Conrad la foudroya du regard, la poitrine haletante. Il regarda l'avocat, qui secoua la tête d'un mouvement infime, presque imperceptible. L'avocat savait. Un tel scandale pourrait faire chuter l'action.

« Qu'est-ce que tu veux ? » articula Conrad avec rage.

« La maison », dit Estella.

Conrad cligna des yeux. « Quoi ? »

« Willow Creek Manor », dit Estella. Le vieux domaine délabré dans le nord de l'État que Conrad avait acheté pour le « retaper » et abandonné au bout d'un week-end. « Transférez l'acte de propriété à mon nom. Ajoutez une clause de confidentialité à l'accord. Je garde le silence, vous gardez votre fauteuil de CEO. »

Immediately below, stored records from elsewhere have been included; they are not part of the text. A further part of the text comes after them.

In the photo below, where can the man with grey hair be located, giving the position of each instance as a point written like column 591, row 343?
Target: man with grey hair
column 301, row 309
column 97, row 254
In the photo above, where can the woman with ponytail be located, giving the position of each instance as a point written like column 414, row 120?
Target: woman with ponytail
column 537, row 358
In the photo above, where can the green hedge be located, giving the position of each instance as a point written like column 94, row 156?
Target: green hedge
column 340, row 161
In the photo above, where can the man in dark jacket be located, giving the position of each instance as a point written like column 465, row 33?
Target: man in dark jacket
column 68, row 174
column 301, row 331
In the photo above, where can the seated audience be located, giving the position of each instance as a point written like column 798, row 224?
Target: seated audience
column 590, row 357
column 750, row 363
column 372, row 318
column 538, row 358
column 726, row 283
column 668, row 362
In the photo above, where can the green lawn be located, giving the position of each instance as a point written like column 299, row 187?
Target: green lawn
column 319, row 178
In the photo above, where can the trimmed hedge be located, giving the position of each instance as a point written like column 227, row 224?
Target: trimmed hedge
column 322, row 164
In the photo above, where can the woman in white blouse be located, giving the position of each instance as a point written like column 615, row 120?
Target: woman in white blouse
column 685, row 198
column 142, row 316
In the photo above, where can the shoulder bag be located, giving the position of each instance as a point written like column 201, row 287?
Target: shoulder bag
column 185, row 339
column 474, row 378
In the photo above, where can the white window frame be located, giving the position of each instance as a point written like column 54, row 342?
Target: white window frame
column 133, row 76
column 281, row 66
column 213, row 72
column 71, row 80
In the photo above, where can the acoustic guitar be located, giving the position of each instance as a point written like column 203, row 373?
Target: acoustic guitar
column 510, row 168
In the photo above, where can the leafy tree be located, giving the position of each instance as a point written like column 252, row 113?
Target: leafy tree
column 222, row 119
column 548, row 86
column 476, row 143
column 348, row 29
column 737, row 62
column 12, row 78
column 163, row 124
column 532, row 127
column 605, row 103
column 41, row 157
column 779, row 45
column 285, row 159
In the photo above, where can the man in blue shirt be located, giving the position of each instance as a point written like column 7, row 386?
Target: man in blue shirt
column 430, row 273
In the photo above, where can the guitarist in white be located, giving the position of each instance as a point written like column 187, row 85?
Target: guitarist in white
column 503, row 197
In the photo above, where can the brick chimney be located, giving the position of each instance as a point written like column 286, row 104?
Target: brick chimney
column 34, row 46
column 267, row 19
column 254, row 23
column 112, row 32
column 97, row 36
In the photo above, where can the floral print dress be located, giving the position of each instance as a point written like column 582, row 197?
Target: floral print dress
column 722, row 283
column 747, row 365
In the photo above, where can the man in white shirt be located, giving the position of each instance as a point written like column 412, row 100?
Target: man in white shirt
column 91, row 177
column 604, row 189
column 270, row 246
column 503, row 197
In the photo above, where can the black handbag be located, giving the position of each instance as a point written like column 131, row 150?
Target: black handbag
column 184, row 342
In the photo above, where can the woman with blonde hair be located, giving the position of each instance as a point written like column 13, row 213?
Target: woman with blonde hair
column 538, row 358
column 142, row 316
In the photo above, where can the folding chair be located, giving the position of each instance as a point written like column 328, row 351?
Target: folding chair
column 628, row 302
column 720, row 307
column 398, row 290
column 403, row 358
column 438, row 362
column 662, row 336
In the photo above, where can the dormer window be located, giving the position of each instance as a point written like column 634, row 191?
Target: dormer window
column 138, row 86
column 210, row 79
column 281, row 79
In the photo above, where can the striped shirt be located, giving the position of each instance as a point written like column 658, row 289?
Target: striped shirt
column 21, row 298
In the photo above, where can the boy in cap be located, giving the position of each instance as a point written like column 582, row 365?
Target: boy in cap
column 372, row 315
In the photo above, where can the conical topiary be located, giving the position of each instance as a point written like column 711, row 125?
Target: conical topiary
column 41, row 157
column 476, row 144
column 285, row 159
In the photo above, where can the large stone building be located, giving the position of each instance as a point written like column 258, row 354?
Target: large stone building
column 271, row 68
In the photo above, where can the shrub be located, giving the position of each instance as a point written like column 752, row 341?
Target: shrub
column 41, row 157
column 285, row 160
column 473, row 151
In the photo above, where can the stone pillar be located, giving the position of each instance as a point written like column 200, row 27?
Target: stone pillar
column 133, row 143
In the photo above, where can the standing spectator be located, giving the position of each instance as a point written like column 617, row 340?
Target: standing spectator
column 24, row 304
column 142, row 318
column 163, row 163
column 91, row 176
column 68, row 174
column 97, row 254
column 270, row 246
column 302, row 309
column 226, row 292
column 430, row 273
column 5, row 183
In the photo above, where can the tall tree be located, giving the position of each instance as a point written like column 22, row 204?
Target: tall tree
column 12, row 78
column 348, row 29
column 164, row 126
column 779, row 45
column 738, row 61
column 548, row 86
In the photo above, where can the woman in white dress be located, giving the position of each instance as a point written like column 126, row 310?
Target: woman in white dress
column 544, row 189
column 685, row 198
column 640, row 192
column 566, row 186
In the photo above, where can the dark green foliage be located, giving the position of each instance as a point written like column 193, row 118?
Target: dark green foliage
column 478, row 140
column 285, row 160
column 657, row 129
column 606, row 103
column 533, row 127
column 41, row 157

Conrad la dévisagea, puis laissa échapper un éclat de rire sec. « Cette saloperie ? C'est un gouffre financier. Le toit est en train de s'effondrer. C'est ça que tu veux ? »

« Oui », dit Estella.

« Très bien », dit Conrad en attrapant un stylo. Il griffonna quelque chose dans la marge de l'accord, signant son nom d'un trait agressif. « Prends-la. Elle vaut moins que les poubelles dans lesquelles tu vas vivre. Maintenant, dégage de ma vue. »

Estella se leva. Elle prit le stylo, signa son nom sous le sien et ramassa le dossier. Elle ne le regarda pas en sortant du bureau. Elle ne se retourna pas en quittant le penthouse.

Elle avait une maison. C'était une maison en ruine, inutile, mais c'était la sienne.